I have created a customer docker container using an Amazon tensorflow container as a starting point:
763104351884.dkr.ecr.us-west-2.amazonaws.com/tensorflow-training:1.15.2-gpu-py36-cu100-ubuntu18.04
inside the container I run a custom keras (with TF backend) training job from the docker SAGEMAKER_PROGRAM. I can access the training data ok (from an EFS mount) and can generate output into /opt/ml/model that gets synced back to S3. So input and output is good: what I am missing is real-time monitoring.
A Sagemaker training job emits system metrics like cpu and gpu loads which you can conveniently view in real-time on the Sagemaker training job console. But I cannot find a way to emit metrics about the progress of the training job. i.e. loss, accuracy etc from my python code.

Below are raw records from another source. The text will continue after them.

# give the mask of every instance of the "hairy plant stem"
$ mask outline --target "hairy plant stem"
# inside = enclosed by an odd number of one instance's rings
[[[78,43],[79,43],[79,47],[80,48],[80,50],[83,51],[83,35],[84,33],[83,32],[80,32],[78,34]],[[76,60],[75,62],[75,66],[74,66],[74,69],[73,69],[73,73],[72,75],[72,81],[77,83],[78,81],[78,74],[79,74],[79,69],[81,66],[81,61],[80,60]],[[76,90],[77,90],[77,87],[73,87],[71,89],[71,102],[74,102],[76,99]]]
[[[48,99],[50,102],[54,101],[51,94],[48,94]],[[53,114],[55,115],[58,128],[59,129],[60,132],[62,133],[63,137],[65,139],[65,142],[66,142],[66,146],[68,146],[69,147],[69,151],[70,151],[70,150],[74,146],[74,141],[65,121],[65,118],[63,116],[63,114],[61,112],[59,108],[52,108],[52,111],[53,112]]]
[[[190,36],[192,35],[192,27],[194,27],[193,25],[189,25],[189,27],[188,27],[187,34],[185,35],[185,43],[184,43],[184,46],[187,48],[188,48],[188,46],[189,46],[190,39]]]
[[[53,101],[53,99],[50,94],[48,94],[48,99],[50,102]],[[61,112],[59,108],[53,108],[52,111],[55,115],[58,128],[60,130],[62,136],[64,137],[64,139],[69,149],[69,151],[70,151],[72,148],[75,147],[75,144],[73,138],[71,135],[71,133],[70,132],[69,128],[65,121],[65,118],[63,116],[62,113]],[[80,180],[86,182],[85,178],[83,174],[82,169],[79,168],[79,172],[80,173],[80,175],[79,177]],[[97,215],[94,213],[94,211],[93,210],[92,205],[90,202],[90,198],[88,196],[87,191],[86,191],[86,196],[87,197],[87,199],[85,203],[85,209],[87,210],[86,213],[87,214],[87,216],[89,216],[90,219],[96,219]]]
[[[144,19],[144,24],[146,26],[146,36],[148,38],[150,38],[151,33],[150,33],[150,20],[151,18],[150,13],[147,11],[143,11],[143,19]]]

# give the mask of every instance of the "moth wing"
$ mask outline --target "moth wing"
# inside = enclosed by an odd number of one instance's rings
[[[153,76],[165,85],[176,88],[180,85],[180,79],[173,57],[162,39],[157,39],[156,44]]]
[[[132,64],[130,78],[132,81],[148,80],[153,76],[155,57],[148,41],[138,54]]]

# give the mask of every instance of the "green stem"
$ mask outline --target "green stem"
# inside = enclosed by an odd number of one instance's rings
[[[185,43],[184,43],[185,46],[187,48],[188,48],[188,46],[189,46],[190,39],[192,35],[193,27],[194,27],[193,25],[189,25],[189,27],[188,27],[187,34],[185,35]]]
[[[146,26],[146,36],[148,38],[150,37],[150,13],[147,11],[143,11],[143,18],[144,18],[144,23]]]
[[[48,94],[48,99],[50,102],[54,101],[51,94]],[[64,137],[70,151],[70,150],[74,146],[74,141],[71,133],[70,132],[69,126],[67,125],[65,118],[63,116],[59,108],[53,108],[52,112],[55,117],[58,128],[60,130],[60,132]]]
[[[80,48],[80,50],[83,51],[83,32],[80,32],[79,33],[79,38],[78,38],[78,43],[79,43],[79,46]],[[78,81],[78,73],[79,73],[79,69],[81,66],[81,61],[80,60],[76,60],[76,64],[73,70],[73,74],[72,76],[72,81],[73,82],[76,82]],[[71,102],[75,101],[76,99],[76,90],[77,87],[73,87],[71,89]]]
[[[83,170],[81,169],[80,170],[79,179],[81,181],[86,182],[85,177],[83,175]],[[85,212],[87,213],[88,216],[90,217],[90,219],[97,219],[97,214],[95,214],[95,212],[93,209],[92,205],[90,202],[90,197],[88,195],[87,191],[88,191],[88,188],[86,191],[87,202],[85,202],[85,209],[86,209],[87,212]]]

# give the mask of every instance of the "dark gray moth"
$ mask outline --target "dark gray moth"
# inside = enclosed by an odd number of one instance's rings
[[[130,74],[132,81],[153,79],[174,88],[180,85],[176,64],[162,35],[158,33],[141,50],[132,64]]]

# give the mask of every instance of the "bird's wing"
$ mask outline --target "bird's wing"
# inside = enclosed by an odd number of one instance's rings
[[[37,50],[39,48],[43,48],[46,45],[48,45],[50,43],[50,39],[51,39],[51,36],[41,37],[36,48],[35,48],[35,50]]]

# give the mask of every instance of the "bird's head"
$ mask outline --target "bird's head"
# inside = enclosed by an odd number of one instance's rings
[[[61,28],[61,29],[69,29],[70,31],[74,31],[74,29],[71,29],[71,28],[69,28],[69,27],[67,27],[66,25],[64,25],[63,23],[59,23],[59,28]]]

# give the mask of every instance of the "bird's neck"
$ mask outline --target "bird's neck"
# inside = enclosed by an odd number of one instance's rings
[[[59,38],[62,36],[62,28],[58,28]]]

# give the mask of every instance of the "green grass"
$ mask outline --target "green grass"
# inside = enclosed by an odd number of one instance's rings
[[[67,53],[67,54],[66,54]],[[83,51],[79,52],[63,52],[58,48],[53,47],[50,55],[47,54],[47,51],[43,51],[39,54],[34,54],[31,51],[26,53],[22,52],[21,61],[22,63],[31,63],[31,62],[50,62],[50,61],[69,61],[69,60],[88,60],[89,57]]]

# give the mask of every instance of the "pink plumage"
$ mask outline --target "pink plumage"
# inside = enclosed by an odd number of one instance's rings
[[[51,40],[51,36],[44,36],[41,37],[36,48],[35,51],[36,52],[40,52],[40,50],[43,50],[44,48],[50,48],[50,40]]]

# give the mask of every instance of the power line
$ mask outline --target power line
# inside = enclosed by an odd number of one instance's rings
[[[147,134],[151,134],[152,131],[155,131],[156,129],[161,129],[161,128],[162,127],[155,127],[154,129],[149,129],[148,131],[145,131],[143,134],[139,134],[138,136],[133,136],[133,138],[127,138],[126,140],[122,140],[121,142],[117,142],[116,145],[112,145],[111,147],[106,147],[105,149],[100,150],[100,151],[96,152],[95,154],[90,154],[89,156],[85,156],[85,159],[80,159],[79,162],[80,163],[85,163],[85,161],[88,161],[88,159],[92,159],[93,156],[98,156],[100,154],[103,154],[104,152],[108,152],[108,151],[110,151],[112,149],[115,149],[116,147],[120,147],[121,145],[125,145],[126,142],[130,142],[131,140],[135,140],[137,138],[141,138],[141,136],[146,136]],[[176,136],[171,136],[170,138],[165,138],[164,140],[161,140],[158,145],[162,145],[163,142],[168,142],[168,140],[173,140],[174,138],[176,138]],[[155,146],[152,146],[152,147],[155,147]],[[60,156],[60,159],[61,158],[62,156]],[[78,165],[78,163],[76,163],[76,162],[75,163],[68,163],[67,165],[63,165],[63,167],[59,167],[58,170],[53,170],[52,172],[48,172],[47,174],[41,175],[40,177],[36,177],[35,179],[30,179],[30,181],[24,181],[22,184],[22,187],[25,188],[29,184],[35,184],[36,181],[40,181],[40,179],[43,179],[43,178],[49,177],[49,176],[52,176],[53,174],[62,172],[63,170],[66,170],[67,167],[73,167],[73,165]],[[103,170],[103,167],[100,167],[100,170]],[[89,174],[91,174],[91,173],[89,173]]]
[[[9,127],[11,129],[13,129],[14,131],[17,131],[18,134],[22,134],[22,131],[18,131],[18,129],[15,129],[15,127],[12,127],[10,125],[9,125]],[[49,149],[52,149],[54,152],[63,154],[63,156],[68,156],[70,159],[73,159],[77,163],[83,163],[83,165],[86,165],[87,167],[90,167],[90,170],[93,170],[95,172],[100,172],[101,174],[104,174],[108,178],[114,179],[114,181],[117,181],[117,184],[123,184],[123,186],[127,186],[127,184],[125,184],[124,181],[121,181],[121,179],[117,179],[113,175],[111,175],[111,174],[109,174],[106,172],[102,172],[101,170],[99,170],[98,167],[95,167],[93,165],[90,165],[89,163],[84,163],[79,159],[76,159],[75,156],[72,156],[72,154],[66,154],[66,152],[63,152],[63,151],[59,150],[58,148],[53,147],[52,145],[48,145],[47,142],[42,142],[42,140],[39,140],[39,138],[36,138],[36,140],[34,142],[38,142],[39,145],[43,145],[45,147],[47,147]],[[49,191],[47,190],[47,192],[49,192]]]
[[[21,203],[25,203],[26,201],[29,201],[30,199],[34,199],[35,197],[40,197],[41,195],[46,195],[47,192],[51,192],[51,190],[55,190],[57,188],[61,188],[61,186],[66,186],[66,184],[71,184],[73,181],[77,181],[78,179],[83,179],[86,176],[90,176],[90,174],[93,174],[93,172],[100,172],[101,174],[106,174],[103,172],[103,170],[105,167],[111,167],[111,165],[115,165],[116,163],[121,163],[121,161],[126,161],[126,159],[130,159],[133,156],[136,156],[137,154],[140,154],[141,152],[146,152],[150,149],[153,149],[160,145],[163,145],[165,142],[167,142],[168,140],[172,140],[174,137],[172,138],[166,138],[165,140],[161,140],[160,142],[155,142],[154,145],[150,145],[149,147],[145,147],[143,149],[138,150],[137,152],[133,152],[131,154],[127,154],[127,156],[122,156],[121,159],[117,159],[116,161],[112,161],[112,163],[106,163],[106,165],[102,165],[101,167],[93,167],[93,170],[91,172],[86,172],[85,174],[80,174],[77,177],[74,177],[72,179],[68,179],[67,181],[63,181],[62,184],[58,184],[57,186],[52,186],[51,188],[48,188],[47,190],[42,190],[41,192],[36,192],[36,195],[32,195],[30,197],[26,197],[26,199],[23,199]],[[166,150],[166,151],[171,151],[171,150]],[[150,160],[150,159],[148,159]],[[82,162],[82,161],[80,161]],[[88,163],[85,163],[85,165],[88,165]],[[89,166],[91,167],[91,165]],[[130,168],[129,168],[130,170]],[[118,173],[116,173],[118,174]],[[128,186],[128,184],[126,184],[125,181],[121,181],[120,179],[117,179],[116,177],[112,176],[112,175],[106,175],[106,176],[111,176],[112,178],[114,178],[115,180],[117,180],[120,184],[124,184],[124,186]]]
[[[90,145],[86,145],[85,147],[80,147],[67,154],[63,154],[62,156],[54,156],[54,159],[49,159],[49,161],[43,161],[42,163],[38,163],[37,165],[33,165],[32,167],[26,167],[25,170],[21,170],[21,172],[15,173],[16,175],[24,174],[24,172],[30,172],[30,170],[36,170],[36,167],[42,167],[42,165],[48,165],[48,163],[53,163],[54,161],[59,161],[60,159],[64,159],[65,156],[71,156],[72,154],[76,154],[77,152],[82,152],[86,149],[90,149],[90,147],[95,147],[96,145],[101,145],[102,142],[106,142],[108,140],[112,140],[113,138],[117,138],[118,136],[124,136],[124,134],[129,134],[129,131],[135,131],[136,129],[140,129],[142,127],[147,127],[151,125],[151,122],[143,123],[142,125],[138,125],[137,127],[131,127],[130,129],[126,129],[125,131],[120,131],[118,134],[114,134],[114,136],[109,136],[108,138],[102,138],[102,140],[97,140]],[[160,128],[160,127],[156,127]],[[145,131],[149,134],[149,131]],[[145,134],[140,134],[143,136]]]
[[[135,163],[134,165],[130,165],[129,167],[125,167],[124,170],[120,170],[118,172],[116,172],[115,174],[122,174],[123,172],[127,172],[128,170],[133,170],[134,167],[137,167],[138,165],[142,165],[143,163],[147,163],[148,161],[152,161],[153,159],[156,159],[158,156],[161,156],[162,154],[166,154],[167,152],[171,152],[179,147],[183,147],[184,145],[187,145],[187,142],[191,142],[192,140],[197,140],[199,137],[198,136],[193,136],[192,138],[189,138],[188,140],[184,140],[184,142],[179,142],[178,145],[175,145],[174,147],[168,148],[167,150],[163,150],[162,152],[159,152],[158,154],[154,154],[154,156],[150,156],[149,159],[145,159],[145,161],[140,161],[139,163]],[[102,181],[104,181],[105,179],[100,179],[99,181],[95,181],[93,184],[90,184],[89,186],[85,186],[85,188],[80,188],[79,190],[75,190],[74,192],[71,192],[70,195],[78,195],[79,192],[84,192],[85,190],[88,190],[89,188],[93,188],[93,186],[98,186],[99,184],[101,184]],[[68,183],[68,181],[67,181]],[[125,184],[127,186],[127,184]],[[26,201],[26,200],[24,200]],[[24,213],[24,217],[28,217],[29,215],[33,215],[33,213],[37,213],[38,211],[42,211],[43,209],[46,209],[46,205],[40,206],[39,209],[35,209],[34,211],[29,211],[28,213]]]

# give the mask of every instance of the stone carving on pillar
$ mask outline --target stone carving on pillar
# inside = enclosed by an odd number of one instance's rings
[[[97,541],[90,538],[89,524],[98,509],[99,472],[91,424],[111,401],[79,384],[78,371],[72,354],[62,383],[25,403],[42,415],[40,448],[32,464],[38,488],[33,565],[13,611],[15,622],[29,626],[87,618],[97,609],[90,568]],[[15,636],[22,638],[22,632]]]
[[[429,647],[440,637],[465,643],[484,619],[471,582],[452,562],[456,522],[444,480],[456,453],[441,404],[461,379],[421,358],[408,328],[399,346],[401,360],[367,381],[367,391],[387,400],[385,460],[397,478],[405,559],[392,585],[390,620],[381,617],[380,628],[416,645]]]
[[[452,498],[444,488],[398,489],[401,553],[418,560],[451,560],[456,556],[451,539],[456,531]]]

Actually, ideally I would like to use Tensorboard but as Sagemaker doesn't expose the instance on the EC2 console I cannot see how I can find the IP address of the instance to connect to for Tensorboard.
So the fallback is try and emit relevant metrics from the training code so that we can monitor the job as it runs.
The basic question is how do I real-time monitor key metrics for my custom training job runnning in a container on Sagemaker training job: - Is a tensorboard solution possible? If so how? - If not how do I emit metrics from my python code and have them show up in the training job console or as cloudwatch metrics directly?
BTW: so far I have failed to be able to get sufficient credentials inside the training job container to access either s3 or cloudwatch.
If you're using customer images for training, you can specify a name and a regular expression for metrics you want to track for training.